Recuerdo cómo a la vuelta de la Cabalgata, mis hermanas y yo nos
afanábamos con el Kanfort y la esponja autobrillo, para dejar nuestros zapatos,
relucientes, bajo el árbol de Navidad. Solíamos cenar a toda prisa e irnos a la
cama mucho antes de lo habitual, con el ansioso deseo de que la noche transcurriera
rápido, a la espera de saltar de la cama por la mañana y dar inicio a una ruidosa carrera en
dirección al salón donde, indefectiblemente, se amontonaban las cajas y
golosinas que Sus Majestades habían dejado durante algún momento de la noche
con la – obligada – nota que solía encontrar en un sobre a mi nombre, junto a
dos trozos de carbón dulce, apercibiéndome de que el año próximo no iban a ser
tan benévolos ni generosos si continuaba el rosario de trastadas que había
jalonado el año anterior y que yo, por mi parte, como ya se había convertido en
costumbre, enseñaba a mis hermanas con una sonrisa triunfal “¿Lo véis?, ¿eh, lo
véis?... no pasa nada, al final siempre me dejan los regalos… Por más que me
avisen, siempre me los dejan”, ellas miraban atónitas aquél papel firmado con
tres coronas y me decían que no siempre iban a ser tan buenos… que cualquier
año sólo iban a dejarme carbón y que entonces me iba a arrepentir de no
esforzarme durante los 365 días precedentes como ellas, diligentemente, siempre
hacían.
Terminé de pasar la gamuza por
el zapato Gorila y lo dejé, junto al otro, en el lugar que, bajo el abeto
primorosamente adornado, me había asignado mi madre. Allí estaban ya los de mis
padres y los de mis tres hermanas, en perfecto orden y deslumbrando tanto como
las bolas rojas y doradas que colgaban de las ramas.

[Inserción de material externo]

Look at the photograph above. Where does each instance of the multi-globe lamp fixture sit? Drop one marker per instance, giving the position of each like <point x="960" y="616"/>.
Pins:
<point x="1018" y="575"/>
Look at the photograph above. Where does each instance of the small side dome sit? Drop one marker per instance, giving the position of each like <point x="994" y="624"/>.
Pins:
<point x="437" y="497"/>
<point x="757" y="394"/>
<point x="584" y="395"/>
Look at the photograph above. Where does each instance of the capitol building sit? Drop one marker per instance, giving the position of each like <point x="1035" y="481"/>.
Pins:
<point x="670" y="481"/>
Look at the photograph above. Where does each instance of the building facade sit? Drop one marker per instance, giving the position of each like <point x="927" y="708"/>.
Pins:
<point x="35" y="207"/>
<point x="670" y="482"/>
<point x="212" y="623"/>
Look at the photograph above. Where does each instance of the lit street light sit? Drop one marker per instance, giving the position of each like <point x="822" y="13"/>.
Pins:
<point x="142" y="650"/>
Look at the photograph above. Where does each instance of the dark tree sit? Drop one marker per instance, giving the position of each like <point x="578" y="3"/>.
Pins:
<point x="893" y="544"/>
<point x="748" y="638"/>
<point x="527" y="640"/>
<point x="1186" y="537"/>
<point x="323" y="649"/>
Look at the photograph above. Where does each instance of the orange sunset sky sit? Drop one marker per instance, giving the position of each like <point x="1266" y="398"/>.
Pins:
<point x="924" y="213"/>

Oía a mis hermanas, nerviosas en el baño, cepillándose los dientes, se preparaban para irse a dormir. Habíamos
ido a ver la cabalgata y volvimos a casa con los bolsillos repletos de
caramelos y el pelo de confeti, la ilusión desbocada y un sospechoso afán de
incontenible curiosidad que nos llevaba a conversaciones clandestinas en la
oscuridad, bajo las mantas, que eran inopinadamente sofocadas con el carraspeo
de mi padre desde el pasillo.
Estaba guardando en el
zapatero el kanfort y la esponja cuando mi padre, que, en aquél momento, salía
de la cocina, me dijo:
- “Deberías irte a la cama… y
asegúrate, antes, de que dejas el cubo con agua para los camellos. Tus hermanas ya han
puesto el roscón y tres copas para Sus Majestades. Venga no te entretengas, ya
sabes que si te pillan levantada…”
- “Sí, sí, sí… pasarán de largo sin dejarme nada,
¿no?...” – terminé con sorna la frase, pues a pesar de los continuos
apercibimientos anteriores, los Reyes siempre accedían a mis peticiones. No
obstante, en el Colegio había oído ciertos rumores cuya certeza o no, había tomado la
determinación, iba a comprobar aquella misma noche… Me hice la remolona,
fingiendo que me aseguraba de que aquellos pobres camellos, cansados como
estarían, sin duda, tras una jornada tan atareada, encontrarían agua suficiente
con la que aplacar su sed. Tranquilamente me dirigí a mi habitación, pero tal y
como tenía previsto, me pasé antes por la habitación de mis padres, del cajón
extraje la cámara polaroid de mi padre y la escondí bajo la almohada, tras
sacar el pijama. Fingí, con aparente normalidad, que me iba a la cama, por lo
que tras lavarme los dientes, desear las buenas noches y apagar la luz de la
mesilla, me acosté.
El tiempo parecía pasar muy
despacio, aún oía a mis padres hablar en la sala de estar, intenté serenar mi
ánimo imaginando cómo sería llegar al Colegio con una foto de los Reyes Magos
dejando los regalos… era arriesgado, lo sabía, siempre habían dicho que si te
veían despierta no te dejaban nada, pero a mí no me verían, tenía preparado un
estupendo escondite: fue durante el tiempo en que me había quedado sola,
terminando de sacarle brillo a mis zapatos, que ya refulgían, algo para lo que
conscientemente había empleado más tiempo del necesario, salí despavorida hacia el otro
extremo del salón, moví el sillón aproximándolo al mueble estantería de modo
que quedaba un hueco en el que me resultaría fácil camuflarme sobre los cojines
que ya había dispuesto para mi mayor comodidad junto con una gran parte de las
chucherías que había recolectado en la cabalgata aquella tarde, pues la noche, me
barruntaba, iba a ser larga.
Paulatinamente los sonidos de
la casa fueron enmudeciendo, hasta quedar sumida en el más absoluto silencio.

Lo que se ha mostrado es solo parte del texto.